Basic Tips on Sales Agreement
A sales agreement is a written contract in which a seller promises to trade something that another person promises to purchase. This contract may be used to sell assets, equipment, goods, services, and other things which have a value.
HERE ARE SOME BASIC TIPS ON SALES AGREEMENT:
- Hire a corporate lawyer before appointing an investment banker.
A corporate lawyer can protect the selling entrepreneur during the process of the actual sales and negotiate with an investment banker to lower the latter’s fee, thus allowing an entrepreneur to save a substantial amount of money. - Organize all the business documents.
When engaging in sales agreement, entrepreneurs should prepare all the paperwork including public records, financial statements, list of liens, and corporate books to make prospective buyers confident that the business they are going to purchase is profitable, viable, and free of any illicit undertaking. - Discuss the material terms included in the letter of intent (LOI).
The letter of intent, also called as pre-contract, is a document that summarizes the important points of a proposed deal. While this is not a definitive contract, LOI allows the involved parties to see the viability and profitability of a certain business.
And because this contract is not final, entrepreneurs can (and should) still negotiate with potential buyers. - Develop a comprehensive plan.
Selling a business or anything that has a value requires entrepreneurs to develop a game plan that will include potential problems and ways to resolve these, budget, and certain arrangements that will provide them with benefits. - Prefer to sell equity (stocks), not assets.
Entrepreneurs should sell their equity and not their assets.
(Equity represents funds which are contributed by owners [also called as stockholders] added with earnings or subtracted with accumulated losses.)
By doing so, the selling entrepreneurs can enjoy advantages: 1.) they can pass their liabilities to buyers, 2.) in C corporation, they benefit from potential tax savings, and 3.) it requires less documentation which means they will pay less legal fees. - Limit one’s potential liability.
In definitive contract, entrepreneurs should assert only 10 percent (or less) liability.
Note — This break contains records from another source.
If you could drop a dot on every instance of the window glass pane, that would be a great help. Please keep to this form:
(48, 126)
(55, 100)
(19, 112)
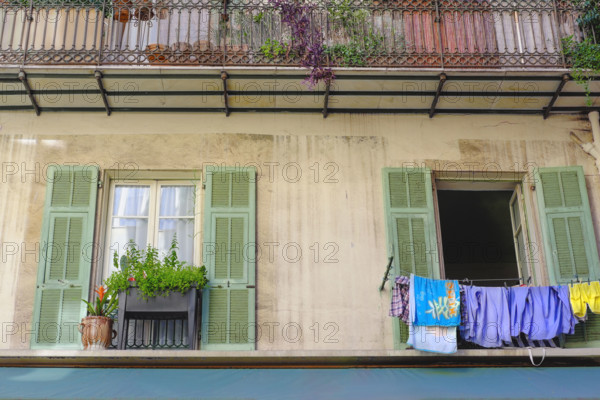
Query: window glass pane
(131, 201)
(176, 201)
(516, 215)
(184, 229)
(126, 229)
This will limit their liability since selling a business means that certain risks will be passed to the buyers. - When dealing with private equity buyers, be extra careful.
Since private equity firms are professional companies that buy and sell businesses, these are usually represented by aggressive law firms, thus making it more complex to deal with these entities compared to individual buyers.
To make sure that they can protect their interests and land on the best deal, entrepreneurs should hire corporate lawyers (if possible, hiring business consultants may also be helpful). - Include a non-reliance provision in the acquisition agreement.
Since buyers acknowledge that they bought a business based on the sellers’ warranties and representations in the definitive contract, a non-reliance provision will protect sellers from being sued by buyers based on any writing and oral statement not included in the agreement.